It’s my 7th season of beekeeping and it’s the first year I’ve been stung. Finally!!! I’m not going to lie, it hurt more than I remember, but I was clearly asking for it when I attempted to go about a usual bee check-up without a suit or gloves on.
It’s also going to be the first season I declare that these bees are mine hehe. Momsie can be my helper but I get to make all the big decisions. That could go sideways but this swarm is 2 supers (levels) big so we’re off to a great start.
I decided to keep documenting my bee journey because it reinforces what I learn and to post it publicly, it forces me to do a better job (even if only one person reads this post, it at least gives me the illusion that I have somewhat of an audience hahaha)
Thirdly, it is the first year I am attending beekeeper meetings held every 2nd Thursday of the month. Those are very popular and all sorts of people attend these. You hear some very interesting stories and the learning never ends. It’s such a cool topic to nerd out on.
There are more firsts but let’s look at the timeline of how this last swarm played out.
Sunday May 19 at 3:30pm:
I realize there’s a swarm in the air directly above our vacant hive. By 4 pm, most of the bees are inside. But I go back at 6pm that day to take a quick look, and notice that there’s a riot outside their front entrance. My heart sinks as I realize that these newcomers are being robbed by another bee colony! How do I know? There is an actual bee fight on the ground. Right away, guard bees shoot out of the hive at the robbing bees and engage in mortal combat.
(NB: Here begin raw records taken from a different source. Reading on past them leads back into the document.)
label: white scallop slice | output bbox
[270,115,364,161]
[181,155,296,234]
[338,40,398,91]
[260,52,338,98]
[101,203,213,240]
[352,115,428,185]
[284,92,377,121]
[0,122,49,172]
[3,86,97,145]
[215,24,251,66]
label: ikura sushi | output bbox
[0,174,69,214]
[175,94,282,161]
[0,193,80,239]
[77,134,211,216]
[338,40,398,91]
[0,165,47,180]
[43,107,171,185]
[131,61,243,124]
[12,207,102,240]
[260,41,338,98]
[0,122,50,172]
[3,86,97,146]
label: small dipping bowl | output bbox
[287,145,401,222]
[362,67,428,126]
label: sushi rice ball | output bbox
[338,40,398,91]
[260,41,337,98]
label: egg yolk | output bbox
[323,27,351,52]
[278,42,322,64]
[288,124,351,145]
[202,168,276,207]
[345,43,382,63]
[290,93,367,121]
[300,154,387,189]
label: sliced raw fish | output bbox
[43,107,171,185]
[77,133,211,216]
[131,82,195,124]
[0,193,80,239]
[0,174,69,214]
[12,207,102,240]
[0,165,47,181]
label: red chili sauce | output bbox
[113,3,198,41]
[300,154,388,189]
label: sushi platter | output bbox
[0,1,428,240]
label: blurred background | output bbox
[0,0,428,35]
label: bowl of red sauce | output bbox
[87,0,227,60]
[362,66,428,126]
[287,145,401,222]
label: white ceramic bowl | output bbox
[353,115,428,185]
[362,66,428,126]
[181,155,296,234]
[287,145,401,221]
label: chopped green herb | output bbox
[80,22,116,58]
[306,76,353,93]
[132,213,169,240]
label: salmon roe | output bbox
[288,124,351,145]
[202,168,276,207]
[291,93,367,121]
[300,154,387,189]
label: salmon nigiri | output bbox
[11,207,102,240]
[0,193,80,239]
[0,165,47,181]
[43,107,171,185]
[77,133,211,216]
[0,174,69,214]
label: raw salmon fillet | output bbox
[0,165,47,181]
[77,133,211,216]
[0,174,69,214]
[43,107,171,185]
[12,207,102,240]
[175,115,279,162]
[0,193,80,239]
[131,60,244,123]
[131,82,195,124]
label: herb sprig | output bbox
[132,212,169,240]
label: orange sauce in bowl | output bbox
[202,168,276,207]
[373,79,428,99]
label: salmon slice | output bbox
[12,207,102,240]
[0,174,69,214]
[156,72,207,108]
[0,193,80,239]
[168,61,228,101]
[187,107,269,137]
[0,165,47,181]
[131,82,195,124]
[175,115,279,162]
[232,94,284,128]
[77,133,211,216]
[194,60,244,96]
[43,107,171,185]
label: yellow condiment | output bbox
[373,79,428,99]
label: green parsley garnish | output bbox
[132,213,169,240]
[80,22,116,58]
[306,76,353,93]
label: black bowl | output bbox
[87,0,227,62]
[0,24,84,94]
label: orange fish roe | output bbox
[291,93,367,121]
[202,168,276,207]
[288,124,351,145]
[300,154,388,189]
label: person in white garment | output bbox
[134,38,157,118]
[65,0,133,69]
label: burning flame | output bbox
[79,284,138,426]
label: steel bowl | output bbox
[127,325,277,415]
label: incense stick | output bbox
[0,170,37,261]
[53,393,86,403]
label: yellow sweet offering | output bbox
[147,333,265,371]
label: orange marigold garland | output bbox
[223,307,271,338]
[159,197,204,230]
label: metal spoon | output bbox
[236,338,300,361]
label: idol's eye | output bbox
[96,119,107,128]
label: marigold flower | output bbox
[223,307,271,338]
I immediately reduce the size of the entrance. And then I take a quick peek inside just to get an idea of their strength. This view inside tells me that they’ll have no problem warden off the robbers.
Tuesday, May 21:
We feed them with sugar tea which has a ratio of 1:1 (thyme tea to sugar) and without looking long, we see the queen. She’s got a yellow dot which tells me she’s from 2017.
Saturday, May 25:
Today we must treat them for mites (more on this later) before they cap their brood which happens on the 9th day of the 21 days it takes to develop a worker bee. As we get ready for the procedure, we notice how much cleaning has occurred.